4) The UK holds the COP (climate summit) presidency until the end of 2022, the UK needs to set an example by keeping all fossil fuels in the ground. Lord Deben, of the Climate Change Committee, said in June 2022 "As far as the coal mine in Cumbria is concerned, let's be absolutely clear, it is absolutely indefensible".

5) The cost of living crisis means that we need to invest in technology and industries which can offer sustainable, well paid, long-term employment, building a greener country—rather than investing in a declining industry at a coal mine with an uncertain future. The Local Government Association, says there is potential for over 6000 green jobs in Cumbria this decade of which 10% of these could be in Copeland, where the Whitehaven coal mine would be.

You can also include reasons against this coal mine which are not on this list, but important to you. Remember it would produce coal for steel making, rather than for coal power stations. Please remember to include a full name and address.

Particularly important Ministers to contact are: Alok Sharma, Reading West; Simon Clarke, Middlesborough South and East Cleveland; Kwasi Kwarteng, Spelthorne; Greg Hands, Chelsea and Fulham; Paul Scully, Sutton & Cheam; Marcus Jones, Nuneaton; Lia Nici, Great Grimsby; Steve Double, St Austell and Newquay; and Alan Mak, Havant, Hampshire. However, only the MP for the area that you live will correspond with you on this issue.
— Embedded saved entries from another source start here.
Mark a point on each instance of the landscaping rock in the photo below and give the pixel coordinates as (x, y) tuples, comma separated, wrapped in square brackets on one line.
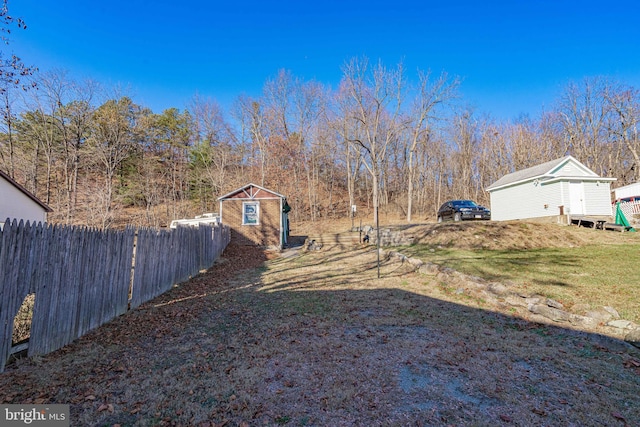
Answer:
[(551, 313), (429, 269), (621, 324), (599, 315), (611, 311), (554, 304)]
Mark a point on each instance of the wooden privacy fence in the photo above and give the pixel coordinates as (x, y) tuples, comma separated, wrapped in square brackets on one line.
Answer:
[(82, 277)]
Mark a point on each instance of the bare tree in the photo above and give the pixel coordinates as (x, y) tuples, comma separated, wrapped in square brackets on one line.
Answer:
[(625, 105), (429, 96), (377, 96)]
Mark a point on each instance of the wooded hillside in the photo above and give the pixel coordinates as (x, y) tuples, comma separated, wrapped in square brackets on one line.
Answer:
[(406, 140)]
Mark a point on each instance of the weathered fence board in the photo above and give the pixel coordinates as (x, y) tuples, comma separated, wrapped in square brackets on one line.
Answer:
[(82, 277)]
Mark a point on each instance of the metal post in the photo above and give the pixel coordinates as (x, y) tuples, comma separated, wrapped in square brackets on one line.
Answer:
[(378, 237)]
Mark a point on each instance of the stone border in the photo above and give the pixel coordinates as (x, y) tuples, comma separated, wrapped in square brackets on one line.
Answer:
[(500, 294)]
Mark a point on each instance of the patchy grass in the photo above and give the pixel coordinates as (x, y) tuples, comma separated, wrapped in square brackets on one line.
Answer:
[(595, 275)]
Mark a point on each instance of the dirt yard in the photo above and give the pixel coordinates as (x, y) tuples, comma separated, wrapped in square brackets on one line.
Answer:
[(316, 339)]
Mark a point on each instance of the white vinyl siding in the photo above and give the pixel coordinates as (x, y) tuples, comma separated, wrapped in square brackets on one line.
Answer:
[(14, 204), (526, 200)]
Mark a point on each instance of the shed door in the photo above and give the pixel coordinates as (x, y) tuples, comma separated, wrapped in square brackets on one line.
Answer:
[(576, 197)]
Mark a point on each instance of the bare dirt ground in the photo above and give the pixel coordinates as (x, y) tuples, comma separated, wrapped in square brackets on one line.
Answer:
[(316, 338)]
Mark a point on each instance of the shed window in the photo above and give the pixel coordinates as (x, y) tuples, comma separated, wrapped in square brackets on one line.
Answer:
[(250, 213)]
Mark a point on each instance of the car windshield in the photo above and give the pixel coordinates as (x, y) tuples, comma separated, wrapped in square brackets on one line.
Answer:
[(464, 204)]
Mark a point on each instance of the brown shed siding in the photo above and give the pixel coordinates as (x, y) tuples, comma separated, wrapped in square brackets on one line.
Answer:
[(265, 233)]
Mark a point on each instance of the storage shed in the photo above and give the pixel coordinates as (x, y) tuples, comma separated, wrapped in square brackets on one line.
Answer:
[(16, 202), (256, 216), (560, 187)]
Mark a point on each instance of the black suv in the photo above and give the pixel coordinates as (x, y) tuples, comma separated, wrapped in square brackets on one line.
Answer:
[(458, 210)]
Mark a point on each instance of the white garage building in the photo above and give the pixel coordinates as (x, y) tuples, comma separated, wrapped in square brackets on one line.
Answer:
[(560, 187)]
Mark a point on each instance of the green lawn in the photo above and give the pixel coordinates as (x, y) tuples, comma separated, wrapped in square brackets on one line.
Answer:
[(602, 275)]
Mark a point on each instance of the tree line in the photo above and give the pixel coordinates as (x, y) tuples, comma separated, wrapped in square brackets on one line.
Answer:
[(405, 142)]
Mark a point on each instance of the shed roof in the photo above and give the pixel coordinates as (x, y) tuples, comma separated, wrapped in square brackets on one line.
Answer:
[(251, 191), (546, 170), (25, 191)]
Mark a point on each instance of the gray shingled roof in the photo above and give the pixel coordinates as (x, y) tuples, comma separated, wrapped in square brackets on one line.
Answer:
[(529, 173)]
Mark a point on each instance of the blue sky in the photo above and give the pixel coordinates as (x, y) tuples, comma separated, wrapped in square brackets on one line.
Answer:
[(514, 57)]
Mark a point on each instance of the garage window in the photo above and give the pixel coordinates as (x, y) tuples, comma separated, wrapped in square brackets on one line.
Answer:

If they haven't already you could ask your MP to sign the Early Day Motion titled, “Planned coalmine in Whitehaven, Cumbria”. 51 MPs have signed so far.  Is yours one of them? Normally only opposition party MPs sign EDMs.

 

Coal extraction - call for evidence

Consultation question: Considering the information presented in this call for evidence paper, and your own knowledge and experience, what are your views on the extraction of coal in Scotland?

Our response: The Welsh Government's most recent policy statement on coal should provide a starting point for the Scottish Government to build upon (https://gov.wales/coal-policy-statement-html) in developing its own policy, as there are clear and relevant parallels between both Governments.

Both Wales and Scotland has a long legacy of suffering the localised impacts of environmental blight and hazardous conditions of coal mining, with nearby communities rarely seeing a significant share of the economic benefits. Wales is still littered with unrestored or poorly restored coal mines. It was reported that only this year are the final abandoned coal mines in Scotland being restored - again, often to revised, lower standards that what was promised nearby communities due to insufficient restoration bonds.

Now more is known about climate change, both Wales and Scotland have led the way in developing progressive policies and practice to realise their ambitious targets. This cannot include viably include coal, which is worse in CO2 emissions than natural gas and oil in its conversion factor to energy. The EIA Pathways to Net-Zero report make this very clear, underscoring that no new coal mining for any purpose can be part of a pathway to Net-Zero by 2050.

A critical part of that report is no new coal mining for any purpose. The report goes further to explicitly include coking coal for steel in this prohibition. Port Talbot Steelworks in South Wales and British Steel in England are the 2nd and 3rd largest single-site sources of CO2 in the UK - because they burn coal. Any policy that differentiates between the extraction of coal for energy production and coal for steel production, ignores this growing threat to meeting climate targets across the world. It would also ignore the rapidly escalating developments around the world in decarbonising the steel industry. Green steel is on its way, with the first delivery of commercial quantities made from Sweden in 2021. Unfortunately, once investors have opened a coal mine, they will seek return on that investment and find alternative markets for the coal, or laggard steelworks that still rely on coal in the future. So permitting new coal mining for steel will prop up the biggest polluters and discourage transition to new technology and practices.

There is no viable future for any of us that relies on coal to get us there. Scotland should be using its just transition fund to skill its inhabitants in the industries of the future, not ploughing people into the industries that destroy that future.